I just called them and they said I should have gotten it. I will check when I get home and if not, call them back. 

Seems like I read, on this board, that the rollout would be staggered but would be out by 12/20/04? Is that correct? 

I noticed the DISH software site shows 2.08, 2.31 as available versions for the 522. 

The unit has always updated just fine in the past. We have only had it about 1.5 months now. 

any info./help is appreciated!

Thanks!

BCA


----------



## Apache (Nov 20, 2004)

Yep, I also read we would have it by 12/20! Sounds like we are in the same boat, I also received the last update as scheduled but not this one. Guess we will just have to wait and see. (not that we are impatient or anything!)


----------



## bcas400e (Nov 3, 2004)

I hear ya man! 

I am looking forward to the new features so my wife will stop griping! We had TiVo, but cable was getting so expensive, we switched to DISH, and got the PVR/DVR. It has some nice features that TiVo doesn't, but TiVo is SOO easy to use. She misses that and the season pass. So hopefully this will help ease my pain a little!!

I will post back if anything new comes up.

BCA


----------



## dnsc_installer (Sep 11, 2004)

I just got it (must have been overnight at 3 AM) so I guess now I get to see what eveyone is talking about. Good luck to those of you still waiting................................................................................


----------



## bcas400e (Nov 3, 2004)

rub it in....


----------



## Anonymous (Jun 19, 2004)

2.32 is what they are actually spooling today. Got it today. One thing you can do is, if you have nothing recording or scheduled to record in the next half hour or so: Set you updates to occur in 2 minutes. You don't have to turn it off. Just make sure you watch the 522. It will then ask you if you want to do the update (Yes, No, Cancel).
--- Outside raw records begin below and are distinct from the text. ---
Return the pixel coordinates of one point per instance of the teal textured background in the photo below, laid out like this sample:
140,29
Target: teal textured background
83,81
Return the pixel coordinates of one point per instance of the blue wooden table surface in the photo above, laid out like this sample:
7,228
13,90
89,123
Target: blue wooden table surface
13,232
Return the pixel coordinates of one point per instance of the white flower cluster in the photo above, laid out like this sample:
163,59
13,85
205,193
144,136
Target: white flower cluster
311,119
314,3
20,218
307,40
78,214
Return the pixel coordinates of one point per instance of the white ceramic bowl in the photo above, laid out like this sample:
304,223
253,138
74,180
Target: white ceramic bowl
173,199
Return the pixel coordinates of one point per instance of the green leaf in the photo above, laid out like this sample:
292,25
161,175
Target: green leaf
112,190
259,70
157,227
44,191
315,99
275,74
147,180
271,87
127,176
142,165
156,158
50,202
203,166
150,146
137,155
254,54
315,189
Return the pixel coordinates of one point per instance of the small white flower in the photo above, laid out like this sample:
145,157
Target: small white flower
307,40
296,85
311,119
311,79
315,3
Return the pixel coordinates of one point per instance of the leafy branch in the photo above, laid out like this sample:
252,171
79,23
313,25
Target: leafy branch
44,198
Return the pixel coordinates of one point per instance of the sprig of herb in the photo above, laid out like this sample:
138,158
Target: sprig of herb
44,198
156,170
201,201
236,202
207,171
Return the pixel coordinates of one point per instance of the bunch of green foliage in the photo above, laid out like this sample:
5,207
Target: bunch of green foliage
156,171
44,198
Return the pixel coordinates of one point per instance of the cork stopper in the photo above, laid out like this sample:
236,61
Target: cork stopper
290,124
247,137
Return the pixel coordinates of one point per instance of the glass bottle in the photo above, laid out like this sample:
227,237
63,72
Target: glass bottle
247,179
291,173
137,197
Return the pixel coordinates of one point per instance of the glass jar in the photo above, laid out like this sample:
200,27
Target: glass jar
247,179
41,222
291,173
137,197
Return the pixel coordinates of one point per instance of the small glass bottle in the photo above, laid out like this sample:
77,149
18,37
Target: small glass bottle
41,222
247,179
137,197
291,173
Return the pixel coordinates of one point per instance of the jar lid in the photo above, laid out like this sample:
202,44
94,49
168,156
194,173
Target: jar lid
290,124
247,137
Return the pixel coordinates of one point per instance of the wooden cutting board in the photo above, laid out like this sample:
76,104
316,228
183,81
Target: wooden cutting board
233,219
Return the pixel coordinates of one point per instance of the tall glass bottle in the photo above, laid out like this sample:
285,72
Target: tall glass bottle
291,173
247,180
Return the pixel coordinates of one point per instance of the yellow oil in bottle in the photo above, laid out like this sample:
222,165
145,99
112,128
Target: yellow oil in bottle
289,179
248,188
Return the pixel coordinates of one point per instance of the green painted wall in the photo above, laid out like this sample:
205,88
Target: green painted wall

Pick yes, then it will do a harddrive check (says can take 45 minutes, usually takes 5-10 min.), then it will reboot. After the reboot it will remain in the off (standby) mode. If you want you can watch feedback by turning it on or hitting select. It will sync to the satellite(s), then start downloading the update. Since they have released a newer version of the software since the first release of nbr, they may have started the spooling over again (that is, those who would have been the last to get 2.31, may be the last to get 2.32 and will never get 2.31).


----------



## bcas400e (Nov 3, 2004)

Yeah,

I called my kid and had her POWER it off, and back on using the power button on the front. Still got nothing. Should that have worked?


----------



## Pepper (Mar 9, 2004)

They are still showing L208 as a "current" version along with the other two, if your box hasn't been targeted for the new software yet by whatever method they are using, apparently NOTHING can force it.


----------



## dnsc_installer (Sep 11, 2004)

changed the update schedule when i got home, and let it do it's thing, then when all came back on, i now have 232. I still have not had a chance to fully play with it, as I don't know much about how all the NBR/EBR stuff should or should not work, i never had tivo or used one, but from what i have done, i really like it, and have not as of yet run across any erroneous mishaps with the functionallity of it, like others have posted in other threads..............YET, knock on wood, cross my fingers, with a four leaf clover in my wallet and a rabbits foot on my key chain......LOL


----------



## Apache (Nov 20, 2004)

I changed the update schedule also several times last night, the last time was at 10:00pm, still nothing so I set the update schedule back to 3:00am and low and behold I had the 2.32 update this morning. Looking forward to playing with it when I get off work today.


----------



## bcas400e (Nov 3, 2004)

Yep,

Same thing here. I got it at the 3:am update. Looked at it before I left, and it looks good.


----------



## adv_dp_fan (Sep 5, 2004)

I too changed the update time several times but nothing. I really believe that has no affect at all. You won't get it until they decide you will get it. That said, this morning I had 2.32 so I'm happy. Played with it very briefly before heading to work. Recreated a few timers is about all I've done so far. Couple of bumps with the UI but so far it seems okay.


----------